Maryland Birth Injury Laws That Affect Essex Families
Statute of Limitations for Filing Claims
Maryland law establishes strict deadlines for birth injury claims that Essex families must understand. Under Maryland Courts and Judicial Proceedings §5-109, medical malpractice claims generally must be filed within the earlier of:
- Five years from when the injury occurred, or
- Three years from when the injury was reasonably discovered
For children injured at birth, Maryland provides valuable extensions. Courts and Judicial Proceedings §5-201 modifies these deadlines, typically allowing claims until the child’s 11th birthday for most birth injuries. This extension recognizes that some neurological injuries become apparent only as developmental milestones are missed.
Expert Certificate Requirements
Maryland Courts and Judicial Proceedings §3-2A-04 requires birth injury claims to include a certificate from a qualified medical expert within 90 days of filing. This certificate must:
- Attest that healthcare providers violated the standard of care
- Confirm this violation directly caused the birth injury
- Come from a professional with recent clinical experience in the relevant specialty
The certifying expert must have clinical experience, provided consultation, or taught medicine in the defendant’s specialty within five years.

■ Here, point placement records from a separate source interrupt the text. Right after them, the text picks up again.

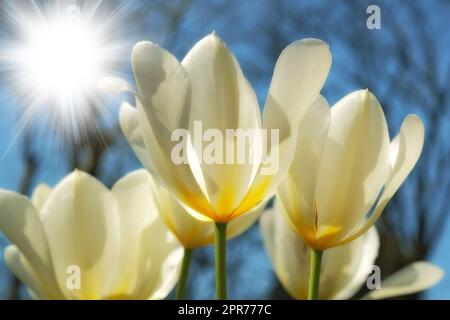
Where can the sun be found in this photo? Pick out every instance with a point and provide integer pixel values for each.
(63, 58)
(58, 53)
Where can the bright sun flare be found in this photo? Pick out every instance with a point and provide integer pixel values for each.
(63, 59)
(54, 61)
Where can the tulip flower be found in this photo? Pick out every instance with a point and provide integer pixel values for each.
(208, 90)
(192, 233)
(345, 171)
(344, 270)
(80, 240)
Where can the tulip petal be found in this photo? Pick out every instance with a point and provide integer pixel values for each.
(129, 124)
(405, 151)
(296, 192)
(414, 278)
(40, 195)
(152, 254)
(300, 73)
(288, 254)
(344, 269)
(20, 222)
(354, 165)
(222, 101)
(82, 227)
(353, 276)
(164, 106)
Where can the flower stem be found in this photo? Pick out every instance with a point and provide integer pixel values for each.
(182, 283)
(314, 274)
(220, 236)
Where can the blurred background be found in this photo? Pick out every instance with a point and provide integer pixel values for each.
(406, 64)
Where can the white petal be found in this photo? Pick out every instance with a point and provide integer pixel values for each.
(351, 278)
(299, 75)
(40, 195)
(405, 151)
(20, 223)
(129, 124)
(151, 254)
(271, 173)
(244, 222)
(222, 99)
(163, 108)
(297, 191)
(288, 254)
(344, 269)
(414, 278)
(82, 225)
(354, 165)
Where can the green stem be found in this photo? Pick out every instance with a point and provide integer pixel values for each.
(314, 274)
(220, 236)
(182, 283)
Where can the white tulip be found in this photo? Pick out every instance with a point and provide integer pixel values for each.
(344, 269)
(208, 87)
(114, 238)
(343, 163)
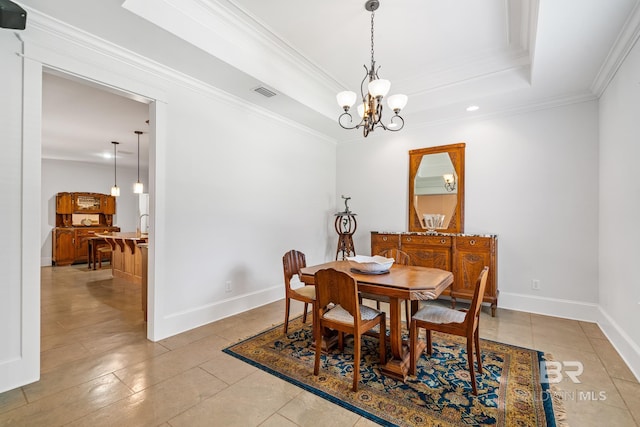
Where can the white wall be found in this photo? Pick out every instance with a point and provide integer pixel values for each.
(60, 175)
(620, 209)
(531, 178)
(232, 188)
(20, 213)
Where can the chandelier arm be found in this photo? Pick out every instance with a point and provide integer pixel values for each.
(350, 121)
(362, 86)
(397, 116)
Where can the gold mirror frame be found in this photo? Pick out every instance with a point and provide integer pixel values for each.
(456, 154)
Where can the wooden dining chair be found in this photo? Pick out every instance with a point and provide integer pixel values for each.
(401, 258)
(292, 262)
(339, 308)
(456, 322)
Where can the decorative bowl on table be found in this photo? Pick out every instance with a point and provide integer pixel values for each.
(370, 264)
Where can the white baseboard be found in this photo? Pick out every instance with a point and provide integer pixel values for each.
(578, 310)
(569, 309)
(179, 322)
(628, 350)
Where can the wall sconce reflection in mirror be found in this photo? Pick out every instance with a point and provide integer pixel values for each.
(449, 182)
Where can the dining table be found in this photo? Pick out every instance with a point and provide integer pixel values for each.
(399, 283)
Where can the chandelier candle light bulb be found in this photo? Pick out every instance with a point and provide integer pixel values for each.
(371, 110)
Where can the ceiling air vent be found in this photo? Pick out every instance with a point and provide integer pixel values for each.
(264, 91)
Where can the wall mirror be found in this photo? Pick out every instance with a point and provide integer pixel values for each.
(436, 189)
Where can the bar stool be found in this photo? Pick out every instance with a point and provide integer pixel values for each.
(103, 250)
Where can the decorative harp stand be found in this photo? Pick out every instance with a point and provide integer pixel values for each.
(345, 227)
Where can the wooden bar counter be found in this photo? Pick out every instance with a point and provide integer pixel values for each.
(126, 259)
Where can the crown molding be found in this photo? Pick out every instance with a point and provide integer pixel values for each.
(624, 43)
(56, 29)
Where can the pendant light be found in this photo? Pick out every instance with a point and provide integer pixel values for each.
(138, 187)
(115, 190)
(370, 109)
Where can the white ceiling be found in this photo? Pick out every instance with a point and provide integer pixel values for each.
(502, 55)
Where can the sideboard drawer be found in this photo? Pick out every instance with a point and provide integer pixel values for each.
(473, 242)
(418, 239)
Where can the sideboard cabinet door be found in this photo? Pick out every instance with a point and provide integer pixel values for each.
(64, 203)
(428, 251)
(381, 242)
(471, 255)
(108, 205)
(64, 251)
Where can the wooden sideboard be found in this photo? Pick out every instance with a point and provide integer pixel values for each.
(71, 236)
(465, 255)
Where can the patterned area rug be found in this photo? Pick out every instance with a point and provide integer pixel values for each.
(510, 391)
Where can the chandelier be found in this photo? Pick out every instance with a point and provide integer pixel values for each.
(115, 190)
(370, 110)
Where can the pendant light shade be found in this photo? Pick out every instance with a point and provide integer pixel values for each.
(138, 187)
(115, 190)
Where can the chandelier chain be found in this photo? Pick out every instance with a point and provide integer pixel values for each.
(372, 60)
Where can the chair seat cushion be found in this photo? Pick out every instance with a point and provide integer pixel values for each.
(374, 297)
(339, 314)
(307, 291)
(437, 314)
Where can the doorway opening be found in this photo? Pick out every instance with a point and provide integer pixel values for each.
(80, 119)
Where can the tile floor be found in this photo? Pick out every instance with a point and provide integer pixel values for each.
(98, 369)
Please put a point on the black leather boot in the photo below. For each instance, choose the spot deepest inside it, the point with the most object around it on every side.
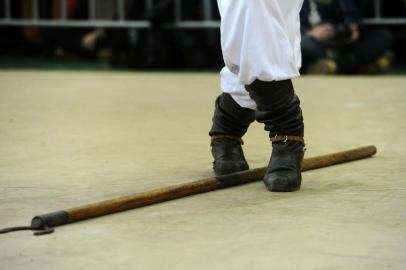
(279, 109)
(230, 123)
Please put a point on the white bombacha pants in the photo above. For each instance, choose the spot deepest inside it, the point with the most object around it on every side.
(260, 39)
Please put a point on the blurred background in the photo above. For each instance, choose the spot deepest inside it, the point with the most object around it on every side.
(339, 36)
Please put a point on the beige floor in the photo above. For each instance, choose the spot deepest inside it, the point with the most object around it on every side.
(68, 138)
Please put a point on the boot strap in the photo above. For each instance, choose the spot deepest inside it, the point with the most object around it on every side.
(285, 138)
(222, 136)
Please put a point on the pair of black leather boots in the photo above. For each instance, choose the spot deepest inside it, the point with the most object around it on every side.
(279, 109)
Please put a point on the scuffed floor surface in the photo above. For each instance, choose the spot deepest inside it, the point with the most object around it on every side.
(68, 138)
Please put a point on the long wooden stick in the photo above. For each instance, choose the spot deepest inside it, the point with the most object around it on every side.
(44, 223)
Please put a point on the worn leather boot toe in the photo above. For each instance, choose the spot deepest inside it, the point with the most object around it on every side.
(228, 155)
(284, 169)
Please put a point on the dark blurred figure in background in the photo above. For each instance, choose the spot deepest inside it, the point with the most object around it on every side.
(160, 47)
(334, 40)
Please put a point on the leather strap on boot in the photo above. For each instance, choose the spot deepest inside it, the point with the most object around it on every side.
(285, 138)
(222, 136)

If this certificate fails to meet Maryland’s strict requirements, courts may dismiss the case regardless of its merits.
Maryland Damage Caps
Maryland Courts and Judicial Proceedings §3-2A-09 limits non-economic damages (pain and suffering) in medical malpractice cases. For cases arising in 2025, this cap stands at approximately $905,000 for most claims, with modest annual inflation adjustments.
However, Maryland places no cap on economic damages—allowing full recovery for all medical expenses, care costs, and lost earnings regardless of amount.